Покуда моя мать пребывала в уверенности, что я ночую у своего приятеля Эда, мы, вернувшись в «Уолдорф-Асторию», долго занимались любовью. На стене номера висело большое зеркало, и я увидел себя между ее ног. Созерцая в зеркале нашу наготу и наши движения, я находил, что мы очень красивы; мы и были красивы. С ней я в свои шестнадцать чувствовал себя сильным, взрослым мужчиной, отважным и уверенным в себе.

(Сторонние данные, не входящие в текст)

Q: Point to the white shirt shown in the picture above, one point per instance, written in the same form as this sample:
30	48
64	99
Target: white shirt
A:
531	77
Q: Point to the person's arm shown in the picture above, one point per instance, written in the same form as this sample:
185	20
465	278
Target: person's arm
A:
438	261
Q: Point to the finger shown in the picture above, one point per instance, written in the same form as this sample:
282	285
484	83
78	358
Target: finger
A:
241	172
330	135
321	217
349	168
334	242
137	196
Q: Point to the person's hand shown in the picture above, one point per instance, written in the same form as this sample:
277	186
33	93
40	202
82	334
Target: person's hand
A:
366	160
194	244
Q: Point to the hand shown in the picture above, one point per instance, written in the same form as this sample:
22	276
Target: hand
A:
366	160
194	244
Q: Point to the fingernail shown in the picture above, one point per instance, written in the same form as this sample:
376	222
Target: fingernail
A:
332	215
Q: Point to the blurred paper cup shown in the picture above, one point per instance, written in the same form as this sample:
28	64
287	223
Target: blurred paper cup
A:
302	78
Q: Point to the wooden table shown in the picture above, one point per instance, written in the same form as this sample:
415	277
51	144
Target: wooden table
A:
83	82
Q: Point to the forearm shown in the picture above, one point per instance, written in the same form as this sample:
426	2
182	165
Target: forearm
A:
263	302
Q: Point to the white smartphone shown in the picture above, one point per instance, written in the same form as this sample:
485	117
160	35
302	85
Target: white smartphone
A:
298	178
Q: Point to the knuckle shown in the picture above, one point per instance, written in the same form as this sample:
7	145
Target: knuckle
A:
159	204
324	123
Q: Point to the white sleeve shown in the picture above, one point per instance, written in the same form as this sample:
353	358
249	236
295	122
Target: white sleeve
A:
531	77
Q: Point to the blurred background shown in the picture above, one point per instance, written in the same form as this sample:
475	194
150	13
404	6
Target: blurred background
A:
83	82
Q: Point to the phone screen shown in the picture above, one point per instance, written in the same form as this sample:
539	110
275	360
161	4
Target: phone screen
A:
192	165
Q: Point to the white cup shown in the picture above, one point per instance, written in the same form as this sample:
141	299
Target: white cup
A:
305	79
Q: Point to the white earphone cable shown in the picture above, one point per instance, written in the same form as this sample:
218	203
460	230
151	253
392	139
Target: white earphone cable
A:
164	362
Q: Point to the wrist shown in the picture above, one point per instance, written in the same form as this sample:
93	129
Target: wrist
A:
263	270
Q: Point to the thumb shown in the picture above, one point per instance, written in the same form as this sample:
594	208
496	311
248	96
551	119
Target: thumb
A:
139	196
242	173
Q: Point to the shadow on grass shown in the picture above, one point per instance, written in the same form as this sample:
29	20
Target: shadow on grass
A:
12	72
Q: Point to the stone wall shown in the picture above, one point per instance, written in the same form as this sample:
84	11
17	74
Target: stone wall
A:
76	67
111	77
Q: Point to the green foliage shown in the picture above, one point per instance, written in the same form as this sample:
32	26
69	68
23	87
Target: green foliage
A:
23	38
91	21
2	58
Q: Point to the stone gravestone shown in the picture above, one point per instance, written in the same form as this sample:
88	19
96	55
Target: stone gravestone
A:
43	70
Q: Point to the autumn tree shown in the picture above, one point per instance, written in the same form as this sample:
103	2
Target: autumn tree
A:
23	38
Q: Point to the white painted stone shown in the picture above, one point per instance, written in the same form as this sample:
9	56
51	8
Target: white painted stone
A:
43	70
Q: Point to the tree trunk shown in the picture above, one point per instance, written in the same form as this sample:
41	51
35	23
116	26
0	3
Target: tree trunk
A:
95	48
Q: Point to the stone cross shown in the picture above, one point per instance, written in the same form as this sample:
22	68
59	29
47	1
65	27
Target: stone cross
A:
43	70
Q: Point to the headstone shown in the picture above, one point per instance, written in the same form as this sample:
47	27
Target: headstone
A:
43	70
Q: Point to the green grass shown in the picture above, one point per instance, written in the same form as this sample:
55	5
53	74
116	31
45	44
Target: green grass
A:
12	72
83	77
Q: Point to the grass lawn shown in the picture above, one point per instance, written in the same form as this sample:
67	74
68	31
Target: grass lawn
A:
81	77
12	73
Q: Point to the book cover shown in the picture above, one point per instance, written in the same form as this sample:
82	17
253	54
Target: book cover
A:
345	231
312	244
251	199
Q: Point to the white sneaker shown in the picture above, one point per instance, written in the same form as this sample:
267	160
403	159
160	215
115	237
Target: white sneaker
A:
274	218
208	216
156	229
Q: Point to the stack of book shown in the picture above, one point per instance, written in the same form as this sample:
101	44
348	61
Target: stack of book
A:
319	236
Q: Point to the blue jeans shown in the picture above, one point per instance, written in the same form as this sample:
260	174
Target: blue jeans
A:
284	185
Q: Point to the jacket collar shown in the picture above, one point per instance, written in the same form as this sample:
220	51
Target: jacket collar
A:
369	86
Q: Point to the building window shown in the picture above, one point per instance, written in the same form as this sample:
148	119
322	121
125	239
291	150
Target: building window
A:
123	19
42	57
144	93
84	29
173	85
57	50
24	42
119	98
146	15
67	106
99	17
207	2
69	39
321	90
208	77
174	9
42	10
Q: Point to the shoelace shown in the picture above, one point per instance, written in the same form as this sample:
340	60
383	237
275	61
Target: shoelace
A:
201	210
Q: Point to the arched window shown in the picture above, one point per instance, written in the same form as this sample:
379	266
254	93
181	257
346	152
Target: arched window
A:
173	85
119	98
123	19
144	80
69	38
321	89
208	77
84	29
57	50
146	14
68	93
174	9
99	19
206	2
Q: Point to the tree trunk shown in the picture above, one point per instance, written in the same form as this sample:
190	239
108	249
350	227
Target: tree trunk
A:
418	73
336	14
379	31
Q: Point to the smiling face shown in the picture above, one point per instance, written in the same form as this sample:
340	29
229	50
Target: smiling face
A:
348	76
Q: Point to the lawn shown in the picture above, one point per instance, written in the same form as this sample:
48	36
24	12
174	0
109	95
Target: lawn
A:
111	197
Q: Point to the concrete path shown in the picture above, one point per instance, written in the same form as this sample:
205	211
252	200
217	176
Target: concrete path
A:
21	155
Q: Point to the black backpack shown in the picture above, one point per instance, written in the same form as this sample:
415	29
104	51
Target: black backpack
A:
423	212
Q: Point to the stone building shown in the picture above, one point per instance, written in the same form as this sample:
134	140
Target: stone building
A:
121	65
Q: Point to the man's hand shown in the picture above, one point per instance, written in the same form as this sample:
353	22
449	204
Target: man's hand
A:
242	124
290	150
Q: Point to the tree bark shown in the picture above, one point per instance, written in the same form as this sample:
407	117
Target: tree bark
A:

Я задавал тот темп и ритм, какие, я знал, ей нравились, и заставлял ее выгибаться все сильнее, просить еще и вцепляться мне в спину, когда она кончала и, в последний раз застонав от удовольствия, оставляла своими изящно накрашенными ногтями полосы у меня на коже. По номеру разливалась удовлетворенная тишина. Она отбрасывала волосы с лица и, задыхаясь, откидывалась на гору подушек, предоставляя мне любоваться ее грудью в бисеринках пота.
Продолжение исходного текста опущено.